With regards to output from PLUMED when running steered MD: It looks like you can just print exactly the same information as you would when running metadynamics, i.e. the time series values of the collective variables and the associated bias. If so, I should be able to re-use the existing code for getting this information dynamically from a running process.
I've now got steered MD working with GROMACS in the feature_steered_md branch. I'll test it with your example input (I'll tweak the reference file to only include the atoms in the system) then post an example that you can try locally once I've merged.
Does the RMSD CV require that the reference have the same number of residues and non H atoms as the system molecule it is being aligned to? When I run the following:
import BioSimSpace as BSS
system = BSS.IO.readMolecules(['data/system.prm7', 'data/system.rst7'])
reference = BSS.IO.readMolecules('data/reference.pdb').getMolecule(0)
#get loop indices for rmsd
rmsd_indices = []
for residue in reference.getResidues():
if 178<=residue.index()<=184:
for atom in residue.getAtoms():
rmsd_indices.append(atom.index())
rmsd_cv = BSS.Metadynamics.CollectiveVariable.RMSD(system, reference, 0, rmsd_indices)
I get the following error:
Exception 'SireMol::missing_residue' thrown by the thread 'master'. There is no residue with the number "284" in the layout "{bcad4c83-4b71-4557-b057-5afa1ba6a277}".
The difference between the reference PDB and the protein in the system is that reference PDB does not have H atoms and has 283 residues while the system has 284.
However, when I add a line with a dummy atom to make up a 284th residue, and rerun the same code, I get:
IncompatibleError: Didn't match all of the atoms in the reference molecule: Found 2307, expected 2308.
Then I added another dummy atom to the 284th residue of the reference, but get the following:
IncompatibleError: Didn't match all of the atoms in the reference molecule: Found 2307, expected 2309.
Changing one of the atom names in residue 284 of reference PDB to match one of the atom names in residue 284 of the system changes the error to:
IncompatibleError: Didn't match all of the atoms in the reference molecule: Found 2308, expected 2309.
So it looks like at the moment it is expected that the molecules match up perfectly. I thought the CV would be able to handle differences in molecules as long as all the atoms in the reference were present in the system (which was the case in the first scenario). Could you clarify what the requirements are for the reference/system match for the CV?
(for reference, I'm using a version of BSS cloned from the feature_steered_md branch around noon today)
The expectation is:
- The reference can be matched to a single molecule in the system. (If the user passes an index, then this is clearly unambiguous.)
- All atoms in the reference occur within the matching molecule in the system and have the same name.
- Residues in the reference have the same numbering as those in the matching molecule in the system.
The above handles cases where the molecule has more atoms than the reference, but not cases where the reference does. If we need to support that, then I can remove the check. I guess we can raise a warning, since there might be situations where this indicates that something has gone wrong, or the reference / system is incorrect.
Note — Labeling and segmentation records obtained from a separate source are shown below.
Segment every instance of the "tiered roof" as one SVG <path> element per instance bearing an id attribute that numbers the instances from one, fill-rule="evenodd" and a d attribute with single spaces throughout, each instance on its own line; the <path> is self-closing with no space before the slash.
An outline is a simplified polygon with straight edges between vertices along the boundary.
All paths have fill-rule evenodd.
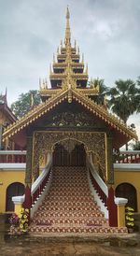
<path id="1" fill-rule="evenodd" d="M 69 25 L 69 9 L 66 13 L 66 29 L 64 45 L 61 44 L 57 53 L 57 62 L 53 60 L 53 71 L 50 72 L 51 88 L 49 89 L 47 82 L 40 81 L 40 94 L 43 103 L 29 111 L 24 117 L 9 125 L 3 135 L 4 140 L 7 137 L 19 139 L 20 135 L 25 139 L 26 129 L 56 106 L 63 101 L 77 101 L 99 120 L 104 121 L 108 131 L 112 131 L 114 147 L 119 149 L 132 138 L 137 139 L 135 131 L 130 129 L 121 121 L 110 114 L 105 106 L 97 105 L 91 96 L 98 95 L 99 84 L 95 87 L 91 83 L 87 86 L 88 69 L 84 69 L 83 60 L 80 62 L 79 51 L 76 44 L 71 46 L 71 33 Z M 85 70 L 85 71 L 84 71 Z"/>
<path id="2" fill-rule="evenodd" d="M 86 95 L 96 95 L 99 92 L 99 86 L 95 87 L 93 82 L 91 82 L 90 88 L 87 86 L 88 65 L 85 68 L 83 55 L 80 60 L 79 48 L 77 47 L 76 41 L 74 46 L 71 45 L 69 19 L 70 13 L 67 7 L 64 44 L 62 41 L 58 48 L 57 60 L 53 55 L 52 70 L 50 65 L 51 90 L 48 89 L 46 81 L 40 81 L 40 95 L 43 101 L 67 88 L 77 89 Z"/>

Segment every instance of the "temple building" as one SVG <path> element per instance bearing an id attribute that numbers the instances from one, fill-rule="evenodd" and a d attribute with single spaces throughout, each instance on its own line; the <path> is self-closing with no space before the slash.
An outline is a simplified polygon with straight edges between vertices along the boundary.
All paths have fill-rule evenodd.
<path id="1" fill-rule="evenodd" d="M 29 208 L 31 233 L 126 233 L 125 205 L 140 211 L 140 167 L 132 165 L 132 179 L 131 167 L 123 172 L 115 152 L 137 135 L 109 112 L 105 100 L 96 103 L 99 82 L 88 82 L 88 66 L 77 43 L 71 42 L 69 21 L 67 7 L 64 41 L 50 65 L 51 87 L 47 80 L 39 82 L 42 103 L 21 120 L 12 120 L 3 133 L 4 143 L 26 149 L 20 152 L 26 160 L 24 155 L 24 163 L 17 164 L 17 177 L 13 165 L 15 182 L 23 187 L 19 185 L 20 192 L 9 196 L 9 203 L 7 198 L 3 202 L 2 211 Z M 8 168 L 5 174 L 11 172 Z M 0 178 L 5 183 L 4 175 Z"/>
As a quick test, can you remove lines 164-166 of _rmsd.py and see if the output looks sane?
Are these the same example files as previously, if so, I can test here too.
Atoms are matched by residue number and name, so the ordering within a residue can be different, or atoms missing from within a residue, i.e. heavy atoms only.
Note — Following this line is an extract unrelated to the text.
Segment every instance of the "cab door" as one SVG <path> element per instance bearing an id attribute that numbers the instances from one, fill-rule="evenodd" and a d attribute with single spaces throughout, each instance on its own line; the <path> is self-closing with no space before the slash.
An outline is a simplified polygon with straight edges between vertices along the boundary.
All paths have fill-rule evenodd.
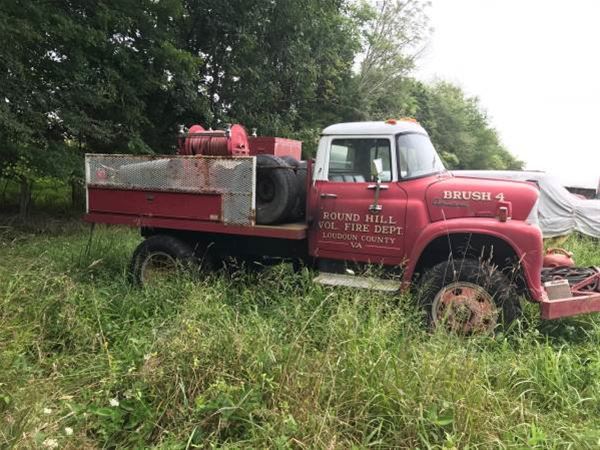
<path id="1" fill-rule="evenodd" d="M 315 172 L 311 254 L 397 265 L 404 259 L 406 192 L 397 180 L 394 139 L 331 136 Z M 379 195 L 372 162 L 381 159 Z M 319 162 L 317 163 L 319 164 Z"/>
The system is the same, but the target.pdb file has only residues 1-283 (simple deleted the rest), which are the ones present in the system.
This makes me think that something goes wrong when the residue number does not match between the two. I can see why I'm getting the IncompatibleError when I add atoms that aren't present in the system, but then the first case (where reference only had 283 residues) should have worked?